Also applies to: 80-84


132-140: Narrow the broad exception catch in test main

Catching Exception masks failures. Either let exceptions bubble or catch AssertionError explicitly.

-    except Exception as e:
+    except AssertionError as e:
         print(f"\n❌ Test failed: {e}")
         import traceback
         traceback.print_exc()
deploy/docker/test_error_handling.py (2)

134-134: Drop unnecessary f-string

No placeholders.

-    print(f"✓ JSON serialization successful")
+    print("✓ JSON serialization successful")

162-165: Avoid blind Exception catch in test main

Let errors surface or catch specific exceptions to keep failures actionable.

-    except Exception as e:
+    except AssertionError as e:
         print(f"\n❌ Error handling test failed: {e}")
         import traceback
         traceback.print_exc()
deploy/docker/result_normalizer.py (5)

114-124: Honor SingleResult protocol in normalize_single_result

Leverage the protocol you defined rather than only duck-typing Pydantic.

-    if hasattr(result, "model_dump"):
+    if isinstance(result, SingleResult):
+        result_dict = result.to_dict()
+    elif hasattr(result, "model_dump"):
         result_dict = result.model_dump()

69-73: Raise TypeError for unsupported async-generator input

TypeError better communicates invalid input type.

-        raise ValueError("Async generators must be handled by caller with async collection")
+        raise TypeError("Async generators must be handled by caller with async collection")

51-54: Silence ARG001 by using underscore for unused singledispatch arg

Cleaner signature for the None-branch.

-@normalize_results.register
-def _(results: type(None)) -> List[Any]:
+@normalize_results.register
+def _(_: type(None)) -> List[Any]:

5-11: Prefer collections.abc.Iterable over hasattr('iter')

Runtime isinstance against collections.abc.Iterable avoids string matching and satisfies linters.

 import os
 import pathlib
 from base64 import b64encode
 from datetime import datetime, date
 from functools import singledispatch
 from typing import List, Any, Union, AsyncGenerator
+from collections.abc import Iterable as IterableABC
@@
-    if hasattr(results, '__iter__') and not isinstance(results, (str, bytes, dict)):
+    if isinstance(results, IterableABC) and not isinstance(results, (str, bytes, dict)):
         try:
             return list(results)

Also applies to: 75-79


15-20: DRY: reuse datetime_handler from utils

Avoid duplicating datetime handling logic; import the existing helper for consistency.
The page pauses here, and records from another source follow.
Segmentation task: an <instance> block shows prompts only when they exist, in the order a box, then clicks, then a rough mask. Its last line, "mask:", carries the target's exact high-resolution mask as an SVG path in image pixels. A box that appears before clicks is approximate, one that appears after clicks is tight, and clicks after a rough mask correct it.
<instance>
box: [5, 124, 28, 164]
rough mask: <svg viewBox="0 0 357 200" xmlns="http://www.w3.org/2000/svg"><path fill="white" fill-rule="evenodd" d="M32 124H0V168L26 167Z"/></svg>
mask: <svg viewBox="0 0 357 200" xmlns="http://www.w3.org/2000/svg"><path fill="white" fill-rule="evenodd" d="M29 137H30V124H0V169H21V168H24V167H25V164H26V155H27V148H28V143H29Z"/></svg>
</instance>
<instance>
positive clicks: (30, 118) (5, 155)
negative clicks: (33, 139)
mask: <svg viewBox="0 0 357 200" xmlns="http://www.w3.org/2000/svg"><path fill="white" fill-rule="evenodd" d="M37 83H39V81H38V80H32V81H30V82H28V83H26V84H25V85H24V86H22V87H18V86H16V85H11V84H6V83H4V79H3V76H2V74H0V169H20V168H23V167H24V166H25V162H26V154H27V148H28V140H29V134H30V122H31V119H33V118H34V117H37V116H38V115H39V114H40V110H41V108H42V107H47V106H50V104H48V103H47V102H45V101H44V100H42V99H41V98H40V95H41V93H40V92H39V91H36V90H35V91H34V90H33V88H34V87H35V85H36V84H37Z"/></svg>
-def datetime_handler(obj):
-    """Handle datetime serialization - imported from existing logic."""
-    if isinstance(obj, (datetime, date)):
-        return obj.isoformat()
-    return obj
+from utils import datetime_handler
deploy/docker/api.py (5)

439-441: Type hint: make output_path Optional[str].
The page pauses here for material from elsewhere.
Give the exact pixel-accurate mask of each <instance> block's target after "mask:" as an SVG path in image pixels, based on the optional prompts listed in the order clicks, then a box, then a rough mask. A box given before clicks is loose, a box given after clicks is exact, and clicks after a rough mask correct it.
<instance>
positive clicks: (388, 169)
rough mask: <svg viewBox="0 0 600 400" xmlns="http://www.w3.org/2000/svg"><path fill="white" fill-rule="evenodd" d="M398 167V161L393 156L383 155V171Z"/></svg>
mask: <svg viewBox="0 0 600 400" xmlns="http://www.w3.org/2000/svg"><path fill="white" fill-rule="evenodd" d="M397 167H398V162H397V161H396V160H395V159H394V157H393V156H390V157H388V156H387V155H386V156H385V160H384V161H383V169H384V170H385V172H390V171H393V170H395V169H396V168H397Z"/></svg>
Avoid implicit Optional per Ruff RUF013.

Apply this diff:

-    config: dict,
-    output_path: str = None
+    config: dict,
+    output_path: Optional[str] = None

578-583: Propagate original write error and use explicit f-string conversion.

Raise from the caught exception and use {!s} per RUF010.

Apply this diff:

-            except (OSError, TypeError) as write_error:
-                logger.warning("crawl file write failed: %s", write_error, exc_info=True)
-                raise HTTPException(
-                    status_code=status.HTTP_500_INTERNAL_SERVER_ERROR,
-                    detail=f"Failed to write to {abs_path}: {str(write_error)}"
-                )
+            except (OSError, TypeError) as write_error:
+                logger.warning("crawl file write failed: %s", write_error, exc_info=True)
+                raise HTTPException(
+                    status_code=status.HTTP_500_INTERNAL_SERVER_ERROR,
+                    detail=f"Failed to write to {abs_path}: {write_error!s}"
+                ) from write_error

603-611: Avoid double JSON-encoding in HTTPException detail.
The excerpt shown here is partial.